More than an obligation
Photo by Steve Brooks

Providing career opportunities for those who put aside their lives for military service seems like the right thing to do. But it’s not the only reason a corporation like Bank of America had a booth at the Road to Recovery career fair Tuesday afternoon in Orlando, Fla.

“Doing the right thing is part of it, but the bottom line is we’ve gotten some great candidates through veteran career fairs,” said Josh Renick, the staffing manager for Bank of America in Orlando. “We started to target veterans as a demographic a few years ago for a number of reasons, such as loyalty and transferability of their skills. But we also found very tangible skills as well that we wanted to go after, such as for positions in our tech group. That’s the reason why we’re here.”

More than a dozen such corporations and agencies had representatives at the fair, including The American Legion, Humana, General Motors, Disney, T-Mobile, the Central Intelligence Agency and Transportation Security Administration, and the National Institute of Health.

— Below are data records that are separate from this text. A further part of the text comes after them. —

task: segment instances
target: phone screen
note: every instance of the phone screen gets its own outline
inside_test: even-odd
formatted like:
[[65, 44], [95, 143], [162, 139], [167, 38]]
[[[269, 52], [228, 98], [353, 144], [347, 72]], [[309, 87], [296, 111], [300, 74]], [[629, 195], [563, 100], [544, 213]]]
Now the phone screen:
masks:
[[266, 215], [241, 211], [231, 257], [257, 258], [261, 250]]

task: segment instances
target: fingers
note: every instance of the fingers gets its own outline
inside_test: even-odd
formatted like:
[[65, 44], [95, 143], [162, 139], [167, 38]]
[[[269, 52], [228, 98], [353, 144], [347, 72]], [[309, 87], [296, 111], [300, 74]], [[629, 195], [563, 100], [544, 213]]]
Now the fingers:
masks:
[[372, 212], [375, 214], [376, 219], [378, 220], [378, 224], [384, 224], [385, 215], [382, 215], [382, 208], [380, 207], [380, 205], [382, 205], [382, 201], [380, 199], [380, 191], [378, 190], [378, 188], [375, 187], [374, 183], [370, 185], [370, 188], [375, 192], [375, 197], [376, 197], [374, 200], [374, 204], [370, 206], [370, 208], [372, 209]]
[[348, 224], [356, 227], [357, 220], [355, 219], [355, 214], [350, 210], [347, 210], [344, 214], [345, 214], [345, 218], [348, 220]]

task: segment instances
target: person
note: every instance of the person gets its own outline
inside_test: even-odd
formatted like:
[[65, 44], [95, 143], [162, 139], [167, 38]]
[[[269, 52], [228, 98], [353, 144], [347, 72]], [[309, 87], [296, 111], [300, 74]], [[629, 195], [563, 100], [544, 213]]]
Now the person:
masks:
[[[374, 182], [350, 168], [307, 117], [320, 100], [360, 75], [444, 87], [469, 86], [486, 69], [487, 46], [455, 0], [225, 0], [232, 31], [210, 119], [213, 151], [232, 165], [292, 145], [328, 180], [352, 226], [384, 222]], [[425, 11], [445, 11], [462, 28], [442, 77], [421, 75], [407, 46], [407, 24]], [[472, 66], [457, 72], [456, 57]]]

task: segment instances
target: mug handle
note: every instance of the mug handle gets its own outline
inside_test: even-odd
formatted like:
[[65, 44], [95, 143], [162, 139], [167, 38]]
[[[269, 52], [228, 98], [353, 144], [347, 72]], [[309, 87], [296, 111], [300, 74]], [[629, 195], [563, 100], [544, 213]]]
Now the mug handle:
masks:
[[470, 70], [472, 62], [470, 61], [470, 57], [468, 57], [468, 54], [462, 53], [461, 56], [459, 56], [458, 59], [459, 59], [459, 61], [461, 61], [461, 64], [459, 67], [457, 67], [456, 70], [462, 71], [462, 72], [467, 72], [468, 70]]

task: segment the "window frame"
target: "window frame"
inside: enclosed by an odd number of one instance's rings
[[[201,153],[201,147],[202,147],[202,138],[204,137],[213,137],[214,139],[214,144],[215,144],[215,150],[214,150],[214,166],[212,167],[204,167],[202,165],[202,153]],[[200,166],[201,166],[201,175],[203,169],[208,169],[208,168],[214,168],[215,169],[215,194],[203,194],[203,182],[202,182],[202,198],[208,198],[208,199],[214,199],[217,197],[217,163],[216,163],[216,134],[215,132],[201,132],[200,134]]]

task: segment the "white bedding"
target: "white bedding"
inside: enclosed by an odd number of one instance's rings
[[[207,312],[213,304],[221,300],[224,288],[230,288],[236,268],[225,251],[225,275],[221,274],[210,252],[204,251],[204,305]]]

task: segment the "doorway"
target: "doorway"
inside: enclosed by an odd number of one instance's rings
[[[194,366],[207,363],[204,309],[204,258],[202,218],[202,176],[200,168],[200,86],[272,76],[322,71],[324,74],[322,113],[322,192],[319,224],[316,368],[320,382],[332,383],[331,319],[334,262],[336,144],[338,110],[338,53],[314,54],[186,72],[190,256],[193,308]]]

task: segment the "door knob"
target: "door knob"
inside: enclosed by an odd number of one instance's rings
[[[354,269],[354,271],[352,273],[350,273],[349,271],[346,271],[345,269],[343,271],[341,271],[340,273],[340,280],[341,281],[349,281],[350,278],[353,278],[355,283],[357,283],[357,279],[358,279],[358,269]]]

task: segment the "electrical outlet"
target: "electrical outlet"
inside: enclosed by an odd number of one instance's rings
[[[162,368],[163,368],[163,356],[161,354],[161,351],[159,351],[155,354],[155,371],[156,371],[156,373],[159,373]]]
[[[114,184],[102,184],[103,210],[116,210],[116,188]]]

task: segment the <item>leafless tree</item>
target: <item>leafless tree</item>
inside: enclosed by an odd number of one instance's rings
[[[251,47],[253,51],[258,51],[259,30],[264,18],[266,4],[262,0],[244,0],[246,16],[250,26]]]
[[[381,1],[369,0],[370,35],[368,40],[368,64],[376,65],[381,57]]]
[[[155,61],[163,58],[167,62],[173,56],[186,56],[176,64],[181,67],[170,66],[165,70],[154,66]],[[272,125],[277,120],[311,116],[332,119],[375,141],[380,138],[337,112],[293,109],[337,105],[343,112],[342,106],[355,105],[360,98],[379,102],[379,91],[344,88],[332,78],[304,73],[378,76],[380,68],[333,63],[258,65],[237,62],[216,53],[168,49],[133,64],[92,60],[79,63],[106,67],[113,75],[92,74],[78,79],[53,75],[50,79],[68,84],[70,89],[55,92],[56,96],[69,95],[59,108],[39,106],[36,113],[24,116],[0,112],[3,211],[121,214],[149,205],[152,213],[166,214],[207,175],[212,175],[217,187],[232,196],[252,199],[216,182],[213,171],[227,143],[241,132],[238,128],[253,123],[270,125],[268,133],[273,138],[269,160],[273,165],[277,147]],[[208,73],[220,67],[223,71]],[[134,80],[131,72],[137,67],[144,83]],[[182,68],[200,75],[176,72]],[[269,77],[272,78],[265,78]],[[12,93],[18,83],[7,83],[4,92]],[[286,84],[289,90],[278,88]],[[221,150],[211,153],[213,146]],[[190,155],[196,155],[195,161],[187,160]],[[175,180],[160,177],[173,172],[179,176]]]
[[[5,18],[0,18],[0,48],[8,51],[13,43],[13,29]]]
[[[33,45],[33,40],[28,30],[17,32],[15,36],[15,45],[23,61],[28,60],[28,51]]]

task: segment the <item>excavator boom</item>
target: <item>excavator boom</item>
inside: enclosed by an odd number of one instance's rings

Nick Torres, who spent eight years in the Air Force before separating in September, came for the opportunity to speak one on one with a representative of Lockheed Martin. “It’s good to be able to interact with a person and ask some questions you can’t get answers to from the (frequently asked questions) on a website,” said Torres, who is still in the Air Force Reserves.

That’s also the concept that drew Army veteran Jamie Farnell, who did two tours of Iraq before leaving the military two years ago.

“It seemed like a great opportunity because you get a chance to put your face with your résumé,” Farnell said. “Computers generate thousands of résumés, so this gives you a chance to make it a little more personal.”